Do I Need Bifocals or Progressive Lenses?
We have three basic ranges of vision – the near range for reading and seeing up close, the mid-range for seeing things at arm's length, such as computer screens, and the distance range for seeing objects farther away, like road signs.
As we age, the eyes have a difficult time making adjustments from one range to another. On top of that, around the age of 40, we start to develop presbyopia, an eye condition where the lens loses flexibility, making it harder to focus on objects up close. Presbyopia is very common, and eyeglasses – either bifocals or progressive lenses – are a simple, effective solution.

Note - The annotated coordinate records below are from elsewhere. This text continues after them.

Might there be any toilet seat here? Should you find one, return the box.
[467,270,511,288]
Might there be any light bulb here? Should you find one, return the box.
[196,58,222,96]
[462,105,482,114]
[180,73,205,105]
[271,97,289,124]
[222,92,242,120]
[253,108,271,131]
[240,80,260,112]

In the past, the only option available to help with presbyopia was bifocal lenses. A bifocal lens is split into two parts – the top part for distance viewing and the bottom part for seeing up close. However, bifocals are unable to meet the demands of the modern world. Bifocals don’t account for mid-range vision, and wearers must tilt their heads in an uncomfortable position to view a computer screen or other focal point 18-24 inches from their faces.
With advancements in technology, we have a lens options that makes it possible to see clearly at all distances. Progressive lenses, often referred to as no-line bifocals, are multifocal lenses that provide a seamless transition between all viewing distances. Progressive lenses eliminate image jump – a common issue with bifocals, as images seem to jump when your eyes move past the boundary line between the distance and near parts of the lens.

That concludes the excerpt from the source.